La transfiguración de Brigham Young en 1844 fue una manifestación visible y dramática para los santos de que las riendas de la autoridad habían pasado de José a Brigham. Y aunque José ya no sería visto caminando por las calles de Nauvoo, tirando palos y jugando a la pelota con los muchachos, o predicando en el bosque, los miembros de La Iglesia de Jesucristo de los Santos de los Últimos Días sabían que, desde el otro lado del velo, su amado hermano José continuaría ejerciendo toda la influencia justa que pudiera en favor de los santos del Altísimo. Pero era necesaria una transición. Una era había pasado, y la lealtad del pueblo debía ahora trasladarse a otro profeta-líder. Y por una buena razón.
El presidente Harold B. Lee falleció repentina e inesperadamente el 26 de diciembre de 1973, después de haber servido como Presidente de la Iglesia por menos de un año y medio. En enero de 1974, el élder Bruce R. McConkie pronunció un discurso profundo a los estudiantes de la Universidad Brigham Young sobre los principios de la sucesión apostólica: “El Señor, en Su infinita sabiduría y bondad, sabe lo que debe hacerse con Sus siervos. Lo otro que debemos notar es que cuando el Señor llama a un nuevo profeta, lo hace porque tiene una obra, una labor y una misión para que el nuevo hombre la realice.
“Puedo imaginarme —continuó— que cuando el profeta José Smith fue quitado de esta vida, los santos se sintieron en las profundidades de la desesperación. ¡Pensar que un líder de semejante magnitud espiritual les había sido arrebatado! … Y sin embargo, cuando él fue quitado, el Señor tenía a Brigham Young. Brigham Young dio un paso al frente y vistió el manto del liderazgo. Con todo el respeto, admiración y cada elogio de alabanza que correspondía al profeta José, aun así Brigham Young se levantó e hizo cosas que en ese momento debían hacerse de una mejor manera de lo que el profeta José mismo podría haberlas hecho.”
“El testador ha muerto ahora —declaró John Taylor— y su testamento está en vigor” (DyC 135:5; compárese con Hebreos 9:16-17). Fue necesario, dijo el Señor por medio del sucesor inmediato de José, “que [José] sellara su testimonio con su sangre, para que fuera honrado y los inicuos condenados” (DyC 136:39).

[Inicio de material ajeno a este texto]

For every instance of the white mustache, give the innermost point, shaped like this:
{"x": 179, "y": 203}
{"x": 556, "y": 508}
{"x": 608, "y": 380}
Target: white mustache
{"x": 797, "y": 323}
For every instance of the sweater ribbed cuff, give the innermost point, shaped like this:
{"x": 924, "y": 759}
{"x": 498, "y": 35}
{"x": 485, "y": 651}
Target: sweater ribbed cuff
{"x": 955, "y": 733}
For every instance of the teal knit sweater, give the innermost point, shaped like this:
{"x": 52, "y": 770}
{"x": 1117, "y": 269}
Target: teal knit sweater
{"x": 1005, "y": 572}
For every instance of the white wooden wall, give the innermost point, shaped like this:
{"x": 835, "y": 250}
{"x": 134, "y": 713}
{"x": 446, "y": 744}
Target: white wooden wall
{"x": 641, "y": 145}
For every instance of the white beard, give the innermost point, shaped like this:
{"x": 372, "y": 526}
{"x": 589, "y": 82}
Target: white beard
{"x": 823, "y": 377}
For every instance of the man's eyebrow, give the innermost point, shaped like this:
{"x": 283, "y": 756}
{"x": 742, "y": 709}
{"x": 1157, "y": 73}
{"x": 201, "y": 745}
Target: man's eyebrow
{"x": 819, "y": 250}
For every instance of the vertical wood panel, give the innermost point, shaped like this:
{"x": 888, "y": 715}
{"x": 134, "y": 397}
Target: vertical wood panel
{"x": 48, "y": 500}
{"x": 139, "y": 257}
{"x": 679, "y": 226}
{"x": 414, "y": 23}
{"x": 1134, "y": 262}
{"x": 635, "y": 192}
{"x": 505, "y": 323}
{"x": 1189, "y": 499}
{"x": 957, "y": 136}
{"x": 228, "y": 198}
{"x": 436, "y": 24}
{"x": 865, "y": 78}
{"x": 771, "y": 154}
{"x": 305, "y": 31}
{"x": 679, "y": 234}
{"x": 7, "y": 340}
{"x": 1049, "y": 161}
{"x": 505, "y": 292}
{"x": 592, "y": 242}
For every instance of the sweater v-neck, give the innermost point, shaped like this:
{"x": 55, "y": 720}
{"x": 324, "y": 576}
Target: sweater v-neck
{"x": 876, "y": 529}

Con el martirio de los hermanos Smith quedó plantado el testimonio indeleble, y ahora, por un cambio, el mundo estaba en juicio: los hombres y mujeres de la tierra llevaban la responsabilidad de abrir sus mentes y corazones, ponderar y reflexionar, escudriñar y orar sobre el mensaje inusual que había sido dado por medio de José Smith, hijo. La invitación de José a un mundo desesperadamente necesitado de mayor luz y conocimiento fue simplemente seguir la amonestación de Santiago: “Y si alguno de vosotros tiene falta de sabiduría, pídala a Dios, el cual da a todos abundantemente y sin reproche; y le será dada” (Santiago 1:5).